Q8: Which sampling distribution looks most like the bootstrap distribution in Figure 4? How specifically is it similar or different? Consider the shape, center, and spread of each distibution.


The \(n=10\) sampling distribution!


Shape: All distributions look bell-shaped, so this doesn’t distinguish them at all.


Center: Bootstrap is centered at the sample mean (6.2); all sampling distributions are centered at the population mean (7).

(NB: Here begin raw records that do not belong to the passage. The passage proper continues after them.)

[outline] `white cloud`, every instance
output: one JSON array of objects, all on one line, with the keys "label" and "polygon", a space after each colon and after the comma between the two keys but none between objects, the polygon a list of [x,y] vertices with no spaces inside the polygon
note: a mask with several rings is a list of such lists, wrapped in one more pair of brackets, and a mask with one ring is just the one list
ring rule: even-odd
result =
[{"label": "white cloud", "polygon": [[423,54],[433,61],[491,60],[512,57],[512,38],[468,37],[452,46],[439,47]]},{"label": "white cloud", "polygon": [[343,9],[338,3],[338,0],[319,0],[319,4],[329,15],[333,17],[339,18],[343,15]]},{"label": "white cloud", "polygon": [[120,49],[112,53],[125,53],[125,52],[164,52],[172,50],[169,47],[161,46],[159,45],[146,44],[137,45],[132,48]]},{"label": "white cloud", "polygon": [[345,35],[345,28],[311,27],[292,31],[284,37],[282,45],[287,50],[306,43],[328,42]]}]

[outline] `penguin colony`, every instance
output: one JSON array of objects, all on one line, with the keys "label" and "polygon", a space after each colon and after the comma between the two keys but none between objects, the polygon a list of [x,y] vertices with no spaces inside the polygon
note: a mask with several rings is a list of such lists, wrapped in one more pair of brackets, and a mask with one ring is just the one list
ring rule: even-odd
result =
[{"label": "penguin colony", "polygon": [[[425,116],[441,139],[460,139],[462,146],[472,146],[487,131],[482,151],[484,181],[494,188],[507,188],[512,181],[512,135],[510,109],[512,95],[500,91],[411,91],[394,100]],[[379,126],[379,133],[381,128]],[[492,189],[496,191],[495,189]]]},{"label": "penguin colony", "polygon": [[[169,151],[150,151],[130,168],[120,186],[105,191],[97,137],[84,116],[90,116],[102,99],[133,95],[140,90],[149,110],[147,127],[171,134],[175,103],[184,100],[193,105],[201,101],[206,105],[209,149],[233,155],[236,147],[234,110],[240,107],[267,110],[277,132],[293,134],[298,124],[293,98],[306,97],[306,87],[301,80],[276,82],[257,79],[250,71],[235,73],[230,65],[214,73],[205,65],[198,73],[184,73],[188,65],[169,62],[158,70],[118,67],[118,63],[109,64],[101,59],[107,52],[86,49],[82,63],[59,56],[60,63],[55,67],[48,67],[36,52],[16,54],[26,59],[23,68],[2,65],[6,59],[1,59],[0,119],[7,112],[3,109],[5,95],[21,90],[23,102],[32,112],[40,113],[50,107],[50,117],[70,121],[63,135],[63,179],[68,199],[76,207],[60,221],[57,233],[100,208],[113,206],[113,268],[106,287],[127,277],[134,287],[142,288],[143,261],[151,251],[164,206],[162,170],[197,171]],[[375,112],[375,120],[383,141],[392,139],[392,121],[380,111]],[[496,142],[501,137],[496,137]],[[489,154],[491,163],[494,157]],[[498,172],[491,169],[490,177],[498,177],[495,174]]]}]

Spread: The spread of the bootstrap distribution looks similar to the spread of the sampling distribution with \(n=10\).
Q9: Thinking more generally, compare and contrast sampling distributions and bootstrap distributions.
Sampling distributions and bootstrap distributions both help us conceptualize the distribution of a statistic, for the purpose of understanding plausible values for a parameter.
Sampling distributions and bootstrap distributions should have similar spread (e.g., a similar standard deviation).
Their means should also be similar, although a sampling distribution is centered at the true parameter, while a bootstrap distribution is centered at the sample mean.
Sampling distributions are usually not possible to obtain (we can only take one sample from the population). Bootstrap distributions approximate a sampling distribution, and are super easy to obtain (especially with code).